25 Haziran 2015 Perşembe

SEKİZ BUÇUK: BANA BİR RÜYA ANLAT, İÇİNDE FELLİNİ OLSUN


Federıco Fellini ‘La Dolce Vita’ filmi ile ülkesinde ve yurt dışında çok büyük üne kavuşur ve birçok ödül kazanır. Bu durum Fellini’ye çok büyük rahatlık, para ve özgürlük sağlar. Bu rehavet içerisinde bir sonraki Sekiz Buçuk filmini çeker. Tüm filmleri kendinden izler taşısa da Sekiz Buçuk tam olarak Fellini’nin kendisidir. Özellikle çocukluğuna bir saygı duruşu niteliğindeki bu film yeni filmini çekme hazırlığında olan bir yönetmenin üretememe sancılarını anlatır. Fellini son filminde büyük başarı elde edince diğer birçok sanatçının yaşadığı onun kadar iyisini ya da ondan iyisini bir daha yapamayacağına dair korkularla baş başa kalır.

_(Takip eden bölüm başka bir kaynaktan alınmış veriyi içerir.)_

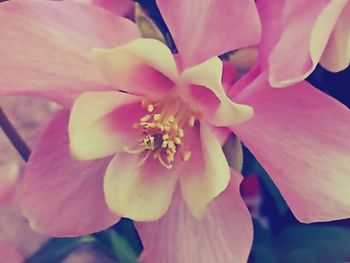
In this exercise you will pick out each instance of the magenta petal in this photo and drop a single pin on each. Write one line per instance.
(206, 28)
(59, 195)
(45, 47)
(10, 253)
(223, 235)
(119, 7)
(301, 137)
(294, 35)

Bu sancılarını perdeye aktarmaya karar veren Fellini filmde bir türlü tamamlanamayan yapıma atfen de adını Sekiz Buçuk koyar. İşte bu bir türlü dokuz olamayan film Fellini’nin faşizm ve Katoliklik ile derdini ortaya koyduğu ama en önemlisi annesi de dahil olmak üzere kadınlarla kurduğu hayal dünyasının perdedeki yansıması olur.

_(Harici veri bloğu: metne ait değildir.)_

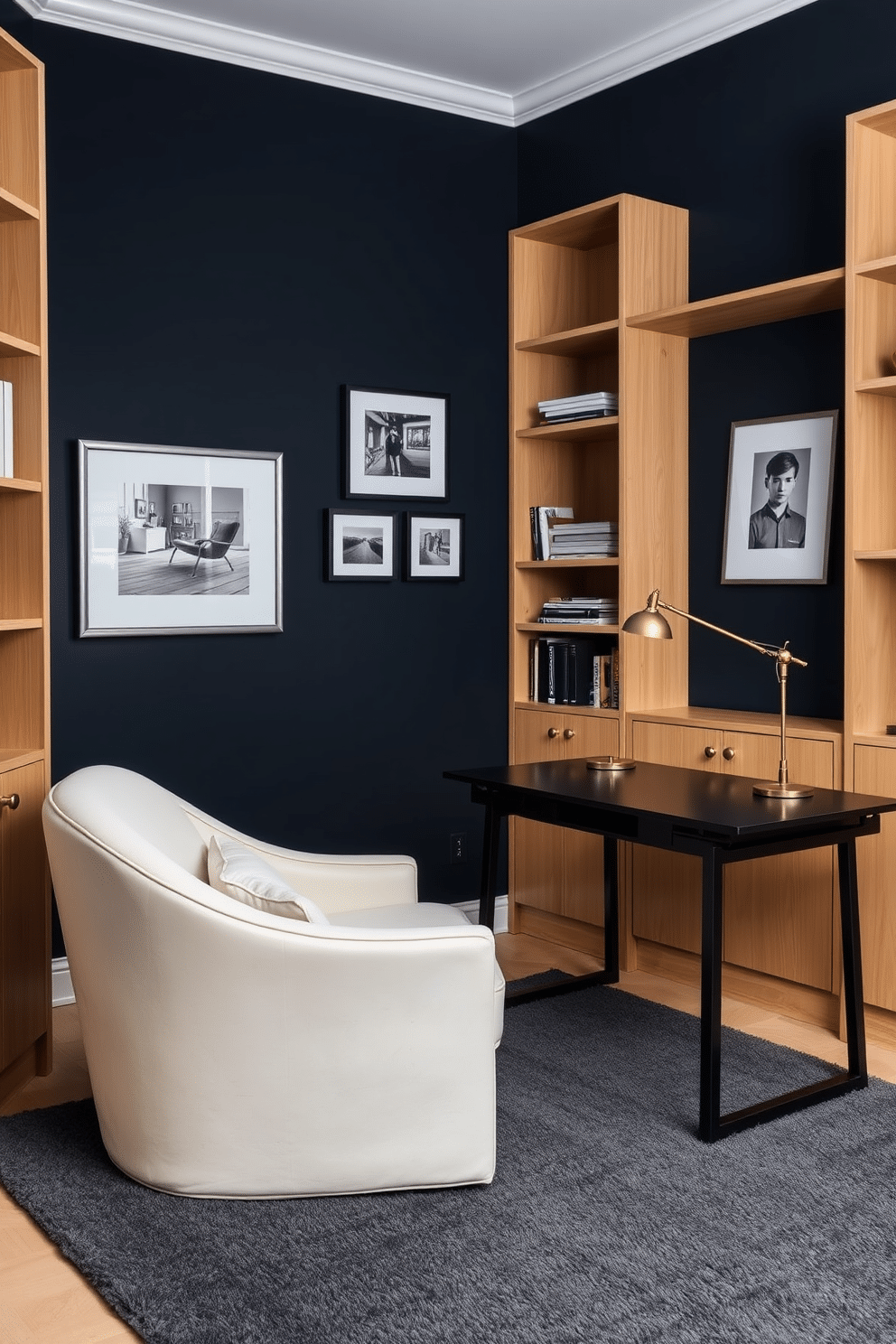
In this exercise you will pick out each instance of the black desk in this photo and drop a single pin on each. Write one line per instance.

Film, yönetmen Guido’nun rüya sekansı ile başlar. Ama ne rüya… İster misiniz bu rüyanın derinlerine bir yolculuk yapalım? Bir tünelde sıkışmış trafikte arabaların ulaşmak istedikleri istikamete ilerlemeye çalıştıklarını görürüz. Bu arabaların birinde de Guido vardır. Bu tüneli vajina, arabaları da sperm olarak düşünürsek döllenmeyi başaran spermin Guido olduğunu anlarız. Çünkü Guido bir süre sonra bulunduğu arabanın içerisinden çıkmaya çalışır. Zaten derinden gelen kalp atışı seslerinin dışında mutlak sessizliğin olması da bunun kanıtıdır. Fakat bir türlü fetüs şeklinde ki duruşu ile rahmin duvarlarını itelese de çıkmayı başaramaz Guido.  Neyse ki tüm bebeklerde olduğu gibi hayata çıkış yolunu bulur nihayet. Arabanın üst penceresinden önce başını sonra da vücudunu yavaş yavaş çıkarır. Bu zorlu yolculuktan sonra dışarı süzülüşü görülmeye değerdir. Kollarını iki yana açarak tıpkı bir melek gibi göklere süzülür. Fakat unuttuğu bir şey vardır Guido’nun. Göbek bağı hala kesilmemiştir. Doğar doğmaz melek olmaya izin verilmez öyle. Gerçek hayatta kene gibi ona yapışacak insanlar tarafından göbek kordonundan çekilerek yaşamın tam da ortasına bırakılır.  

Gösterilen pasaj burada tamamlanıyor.